The adverse effect of the interface between the semi-insulating GaAs substrate and the epitaxial layer can be reduced. In addition, the entire thickness of the AlGaAs layer serving as the electron supply layer can be made extremely thin as 10 nm to 20 nm as compared with the conventional one, so that the crystallinity of the epitaxial layer on the AlGaAs layer can be improved, and unevenness at the interface between them can be reduced. Can be reduced. Also, since the AlGaAs layer is thin, hot electrons that overflow to the AlGaAs layer side when a high electric field is applied pass through the AlGaAs layer immediately and move to the GaAs buffer layer, so that the average electron speed degradation can be reduced compared to the conventional method.
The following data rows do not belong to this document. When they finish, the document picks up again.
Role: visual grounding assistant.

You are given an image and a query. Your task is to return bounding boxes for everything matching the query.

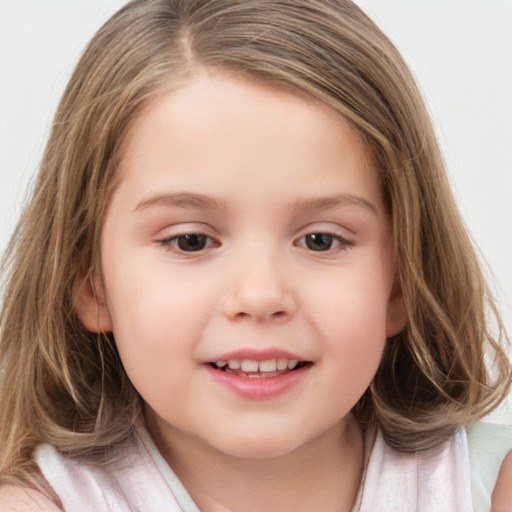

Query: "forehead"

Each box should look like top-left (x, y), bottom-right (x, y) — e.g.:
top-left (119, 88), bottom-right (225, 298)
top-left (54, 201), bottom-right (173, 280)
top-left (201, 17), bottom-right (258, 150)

top-left (113, 73), bottom-right (381, 214)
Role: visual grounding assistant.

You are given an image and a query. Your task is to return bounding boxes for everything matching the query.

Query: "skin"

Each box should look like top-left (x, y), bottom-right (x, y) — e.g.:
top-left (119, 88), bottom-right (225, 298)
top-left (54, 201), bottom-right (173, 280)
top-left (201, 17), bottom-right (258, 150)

top-left (0, 73), bottom-right (512, 512)
top-left (70, 71), bottom-right (501, 512)
top-left (81, 72), bottom-right (405, 512)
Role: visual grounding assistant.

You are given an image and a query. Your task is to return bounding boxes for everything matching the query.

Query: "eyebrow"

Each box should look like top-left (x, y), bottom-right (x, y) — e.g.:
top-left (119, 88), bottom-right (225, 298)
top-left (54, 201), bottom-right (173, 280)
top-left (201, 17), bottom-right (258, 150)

top-left (134, 192), bottom-right (377, 214)
top-left (134, 192), bottom-right (228, 212)
top-left (292, 194), bottom-right (377, 214)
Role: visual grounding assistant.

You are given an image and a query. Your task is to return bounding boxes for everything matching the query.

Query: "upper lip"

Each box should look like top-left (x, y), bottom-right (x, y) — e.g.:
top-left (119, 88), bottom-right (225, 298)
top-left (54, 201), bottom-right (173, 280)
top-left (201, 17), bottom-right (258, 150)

top-left (207, 348), bottom-right (307, 363)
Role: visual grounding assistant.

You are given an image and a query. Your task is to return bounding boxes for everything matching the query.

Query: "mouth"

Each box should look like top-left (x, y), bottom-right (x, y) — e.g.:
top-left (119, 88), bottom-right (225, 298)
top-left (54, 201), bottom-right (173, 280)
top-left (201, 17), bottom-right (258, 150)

top-left (208, 357), bottom-right (313, 379)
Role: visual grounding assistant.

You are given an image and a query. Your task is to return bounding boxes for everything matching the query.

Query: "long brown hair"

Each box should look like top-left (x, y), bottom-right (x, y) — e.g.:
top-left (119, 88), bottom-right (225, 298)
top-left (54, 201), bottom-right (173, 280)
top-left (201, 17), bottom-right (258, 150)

top-left (0, 0), bottom-right (511, 486)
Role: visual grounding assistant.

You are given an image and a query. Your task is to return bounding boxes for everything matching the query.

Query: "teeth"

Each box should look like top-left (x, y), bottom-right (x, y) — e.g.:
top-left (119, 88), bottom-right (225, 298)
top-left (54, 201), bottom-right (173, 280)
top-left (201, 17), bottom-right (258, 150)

top-left (259, 359), bottom-right (277, 372)
top-left (241, 359), bottom-right (258, 372)
top-left (277, 358), bottom-right (288, 370)
top-left (215, 357), bottom-right (299, 376)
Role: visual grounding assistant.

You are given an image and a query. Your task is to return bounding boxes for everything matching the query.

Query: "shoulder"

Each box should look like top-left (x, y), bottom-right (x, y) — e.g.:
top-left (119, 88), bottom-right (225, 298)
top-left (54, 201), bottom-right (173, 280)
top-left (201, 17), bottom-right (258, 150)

top-left (491, 453), bottom-right (512, 512)
top-left (0, 485), bottom-right (62, 512)
top-left (467, 423), bottom-right (512, 512)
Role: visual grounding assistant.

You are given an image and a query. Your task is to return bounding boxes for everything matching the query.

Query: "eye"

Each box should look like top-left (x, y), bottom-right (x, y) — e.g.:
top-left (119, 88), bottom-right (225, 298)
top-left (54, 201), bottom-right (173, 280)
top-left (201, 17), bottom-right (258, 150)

top-left (159, 233), bottom-right (214, 252)
top-left (297, 232), bottom-right (353, 252)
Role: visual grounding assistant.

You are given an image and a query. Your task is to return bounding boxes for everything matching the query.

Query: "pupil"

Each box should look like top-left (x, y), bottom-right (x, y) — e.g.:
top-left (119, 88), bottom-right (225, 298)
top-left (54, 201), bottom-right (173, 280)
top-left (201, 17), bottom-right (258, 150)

top-left (306, 233), bottom-right (333, 251)
top-left (178, 233), bottom-right (206, 252)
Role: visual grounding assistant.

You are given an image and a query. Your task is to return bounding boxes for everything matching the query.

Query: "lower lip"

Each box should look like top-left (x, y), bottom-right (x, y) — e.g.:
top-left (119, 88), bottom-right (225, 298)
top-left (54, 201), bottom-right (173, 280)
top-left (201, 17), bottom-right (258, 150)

top-left (206, 364), bottom-right (311, 400)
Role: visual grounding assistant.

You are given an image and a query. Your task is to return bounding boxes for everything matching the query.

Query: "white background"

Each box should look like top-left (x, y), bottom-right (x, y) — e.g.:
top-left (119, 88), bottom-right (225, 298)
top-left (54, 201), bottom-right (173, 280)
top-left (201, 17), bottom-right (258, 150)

top-left (0, 0), bottom-right (512, 422)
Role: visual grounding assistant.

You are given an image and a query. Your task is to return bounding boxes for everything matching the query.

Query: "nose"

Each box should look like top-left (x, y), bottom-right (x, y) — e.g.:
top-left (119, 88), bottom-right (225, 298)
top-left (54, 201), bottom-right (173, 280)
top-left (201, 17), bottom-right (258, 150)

top-left (223, 252), bottom-right (297, 323)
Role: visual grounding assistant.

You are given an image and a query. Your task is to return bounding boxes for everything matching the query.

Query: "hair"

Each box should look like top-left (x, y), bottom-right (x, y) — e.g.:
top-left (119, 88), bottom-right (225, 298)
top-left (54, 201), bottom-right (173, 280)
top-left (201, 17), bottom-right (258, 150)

top-left (0, 0), bottom-right (511, 492)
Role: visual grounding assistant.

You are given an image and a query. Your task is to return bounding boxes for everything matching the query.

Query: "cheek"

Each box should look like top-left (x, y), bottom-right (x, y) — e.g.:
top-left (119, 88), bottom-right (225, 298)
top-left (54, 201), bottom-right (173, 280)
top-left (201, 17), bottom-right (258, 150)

top-left (302, 262), bottom-right (387, 382)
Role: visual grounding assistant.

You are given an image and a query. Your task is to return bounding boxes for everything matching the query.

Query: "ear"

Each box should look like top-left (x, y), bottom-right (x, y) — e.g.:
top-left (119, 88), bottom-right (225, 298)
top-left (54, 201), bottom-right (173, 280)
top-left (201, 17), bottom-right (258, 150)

top-left (73, 276), bottom-right (112, 333)
top-left (386, 276), bottom-right (407, 338)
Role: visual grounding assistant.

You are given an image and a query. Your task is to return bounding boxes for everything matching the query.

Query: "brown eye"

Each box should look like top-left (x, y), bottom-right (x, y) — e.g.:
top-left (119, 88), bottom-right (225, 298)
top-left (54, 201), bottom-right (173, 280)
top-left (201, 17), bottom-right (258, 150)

The inverted HEMT structure according to the present invention not only has less restrictions on the design as compared with the conventional one, but is also very useful for improving the characteristics of the heterojunction FET.

[Brief description of the drawings]

FIG. 1a is a sectional view of a field-effect transistor according to one embodiment of the present invention, FIG. 1b is a conduction band energy band diagram of the transistor, FIG. 2a is a sectional view of a conventional field-effect transistor, FIG. 2b is a conduction band energy band diagram of the transistor. 1 ... Semi-insulating GaAs substrate, 2 ... Non-doped GaAs buffer layer, 10,12 ... Non-doped AlGaAs spacer layer, 11 ...
... N-type AlGaAs layer, 13 ... Non-doped In _y Ga _1-y As layer, 14 ...
... Non-doped GaAs layer, 15 ... N ⁺ type GaAs layer.

 ──────────────────────────────────────────────────続 き Continuation of front page (56) References JP-A-59-100577 (JP, A) JP-A-60-231366 (JP, A) JP-A-60-12773 (JP, A) JP-A-61-100 3464 (JP, A) JP-A-62-256477 (JP, A) JP-A-62-276882 (JP, A)

Claims (1)

(57) [Claims] A semi-insulating GaAs substrate, a GaAs buffer layer formed on the semi-insulating GaAs substrate, a thin GaAs buffer layer formed on the GaAs buffer layer and partially doped with N-type impurities. 20 thickness including Al _X Ga _1-X As layer
nm, a channel layer composed of an In _y Ga _1-y As layer (0 <y ≦ 0.2), and a GaAs layer formed on the channel layer. Having a heterojunction field effect transistor.